PyroTRF-ID: a novel bioinformatics methodology for the affiliation of terminal-restriction fragments using 16S rRNA gene pyrosequencing data

Abstract

The PyroTRF-ID bioinformatics methodology (http://bbcf.epfl.ch/PyroTRF-ID/) was developed to combine pyrosequencing and T-RFLP for describing microbial communities and identifying T-RFs by comparison of experimental and digital T-RFLP profiles obtained from the same biological samples. DNA extracts were subjected to amplification of the 16S rRNA gene pool, T-RFLP with the HaeIII restriction enzyme, 454 tag encoded FLX amplicon pyrosequencing, and PyroTRF-ID analysis. Digital T-RFLP profiles were generated from the denoised pyrosequencing datasets. Sequences contributing to each digital T-RF were classified to taxonomic bins using the Greengenes reference database. The method was tested on bacterial communities found in chloroethene-contaminated groundwater samples and in granular biofilms from lab-scale wastewater treatment systems. PyroTRF-ID was efficient for high-throughput mapping and digital T-RFLP profiling of pyrosequencing datasets.
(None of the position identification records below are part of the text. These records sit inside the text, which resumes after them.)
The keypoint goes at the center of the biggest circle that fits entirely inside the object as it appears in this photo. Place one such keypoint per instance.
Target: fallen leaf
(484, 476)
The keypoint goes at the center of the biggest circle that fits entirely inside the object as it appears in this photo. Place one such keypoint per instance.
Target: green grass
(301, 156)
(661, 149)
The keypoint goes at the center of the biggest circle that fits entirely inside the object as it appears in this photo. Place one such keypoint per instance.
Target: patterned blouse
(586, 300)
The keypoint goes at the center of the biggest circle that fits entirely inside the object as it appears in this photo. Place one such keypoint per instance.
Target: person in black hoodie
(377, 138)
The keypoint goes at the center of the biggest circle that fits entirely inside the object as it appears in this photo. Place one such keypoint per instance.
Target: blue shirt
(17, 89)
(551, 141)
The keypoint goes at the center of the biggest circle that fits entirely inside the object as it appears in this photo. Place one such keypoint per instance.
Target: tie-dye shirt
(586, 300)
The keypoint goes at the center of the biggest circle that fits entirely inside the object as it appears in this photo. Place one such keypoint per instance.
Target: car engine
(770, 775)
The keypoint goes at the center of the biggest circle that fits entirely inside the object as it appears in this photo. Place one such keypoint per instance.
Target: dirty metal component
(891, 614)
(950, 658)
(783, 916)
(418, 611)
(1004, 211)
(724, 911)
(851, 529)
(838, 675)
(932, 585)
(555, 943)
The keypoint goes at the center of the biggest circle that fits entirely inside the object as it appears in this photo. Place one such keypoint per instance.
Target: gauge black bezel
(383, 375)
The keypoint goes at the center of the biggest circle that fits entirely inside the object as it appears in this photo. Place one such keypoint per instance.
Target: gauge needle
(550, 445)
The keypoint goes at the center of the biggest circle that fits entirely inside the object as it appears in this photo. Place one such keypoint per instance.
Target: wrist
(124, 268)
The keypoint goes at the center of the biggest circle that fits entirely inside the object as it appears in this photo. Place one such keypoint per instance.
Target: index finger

After denoising, multiple datasets comprising ca. 10'000 reads of 300-500 bp were processed in parallel within ca. 20 minutes on a high-performance computing cluster running on a Linux-related CentOS 5.5 operating system. Both digital and experimental T-RFLP profiles were aligned with maximum cross-correlation coefficients of 0.71 and 0.92 for high- and low-complexity environments, respectively. On average, 63±18% of all experimental T-RFs (30 to 93 peaks per sample) were affiliated to phylotypes. PyroTRF-ID profits from complementary advantages of massive sequencing and T-RFLP in order to optimize laboratory and computational efforts for investigating microbial community structures and dynamics in any biological system. Massive sequencing provides high resolution in the analysis of microbial communities, and can be performed on a restricted set of selected samples. T-RFLP enables simultaneous fingerprinting of numerous samples at low cost and is adapted for routine analysis and follow-up of microbial communities on long term.